Virtual reality educational startup MEL Science has created 28 VR chemistry lessons that fit into the curricula of U.K. schools at various grade levels. Each lesson costs $10 on the Google Play store and is compatible with the Google Cardboard and Daydream devices. A one-year license is also available for schools, which costs $50 per device and unlocks a new mode that enables teachers to guide students through the experience.
MEL Science raised $2.5 million last year for its VR and AR chemistry kits. Its kits cost $50 per month on a subscription basis and come with a Google Cardboard. To get its lessons into classrooms, it’s partnering with RedBoxVR, a company that manufactures then distributes VR kits to schools. Schools that already have VR hardware can simply purchase a license or lessons.
“The biggest challenge for chemistry teachers is to visualise basic chemistry concepts,” said MEL Science founder Vassili Phillipov in a press release. “We believe that VR is a great tool to explain the things that cannot be seen.”
Supplementing traditional chemistry lessons with VR may be helpful because it could help students visualize concepts that may otherwise be abstract. For instance, some of MEL Science’s lessons enable users to zoom in and out of molecules, showing how different concepts relate to one another. Another tasks students with building their own atoms, actively participating in the lesson instead of perhaps just memorizing.

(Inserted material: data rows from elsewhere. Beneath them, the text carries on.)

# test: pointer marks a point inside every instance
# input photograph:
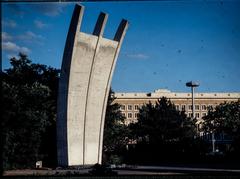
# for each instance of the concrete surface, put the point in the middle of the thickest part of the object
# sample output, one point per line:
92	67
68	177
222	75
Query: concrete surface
87	68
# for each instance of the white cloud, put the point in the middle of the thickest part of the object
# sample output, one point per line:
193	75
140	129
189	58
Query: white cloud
12	47
30	36
40	24
9	23
137	56
6	36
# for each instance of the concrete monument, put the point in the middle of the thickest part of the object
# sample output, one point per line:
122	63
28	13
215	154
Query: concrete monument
86	73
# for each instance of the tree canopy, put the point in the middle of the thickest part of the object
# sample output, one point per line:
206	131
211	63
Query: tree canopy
161	122
29	111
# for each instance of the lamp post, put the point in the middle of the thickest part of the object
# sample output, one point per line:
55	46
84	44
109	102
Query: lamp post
192	85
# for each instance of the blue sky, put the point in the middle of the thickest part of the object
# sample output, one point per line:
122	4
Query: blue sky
167	44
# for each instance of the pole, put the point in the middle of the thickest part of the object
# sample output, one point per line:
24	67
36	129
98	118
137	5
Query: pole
213	142
193	106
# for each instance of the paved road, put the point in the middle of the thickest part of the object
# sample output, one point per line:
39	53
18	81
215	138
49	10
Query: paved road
182	169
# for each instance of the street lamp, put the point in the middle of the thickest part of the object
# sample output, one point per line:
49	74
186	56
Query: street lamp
192	85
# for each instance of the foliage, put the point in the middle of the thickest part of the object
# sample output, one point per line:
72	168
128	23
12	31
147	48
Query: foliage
161	123
162	134
225	118
29	111
115	131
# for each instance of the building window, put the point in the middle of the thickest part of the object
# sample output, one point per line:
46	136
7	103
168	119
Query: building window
197	115
177	107
129	107
183	107
189	107
210	106
190	115
136	107
136	115
196	107
129	115
204	107
204	114
123	107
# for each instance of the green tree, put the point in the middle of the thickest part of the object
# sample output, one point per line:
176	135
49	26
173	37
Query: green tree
29	111
115	131
161	123
225	118
162	134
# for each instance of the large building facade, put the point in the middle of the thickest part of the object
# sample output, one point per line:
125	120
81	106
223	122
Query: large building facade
131	102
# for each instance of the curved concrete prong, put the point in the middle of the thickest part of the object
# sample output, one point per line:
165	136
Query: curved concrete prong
100	24
121	31
87	69
62	135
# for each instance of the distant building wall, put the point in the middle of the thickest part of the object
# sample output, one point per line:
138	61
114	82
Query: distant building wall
131	102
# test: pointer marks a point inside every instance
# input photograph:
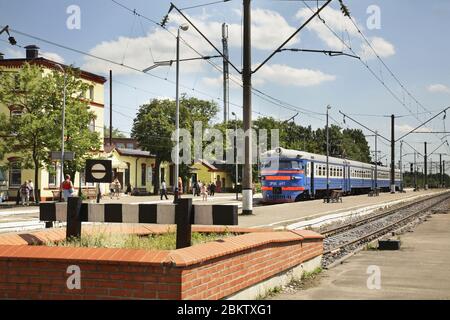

MEL Science isn’t the only company that believes new technology can enhance educational experiences. Google Expeditions features AR field trips to locations like the International Space Station and Antarctica. Stories of Tomorrow, a research and development group, uses AR and VR to show people what it’s like on Mars. More museums and art galleries are supplementing their collections with AR and VR, or even displaying AR-only exhibits. And the edtech company Labster raised a series A round of $10 million earlier this year biology, chemistry, and physics 3D simulations.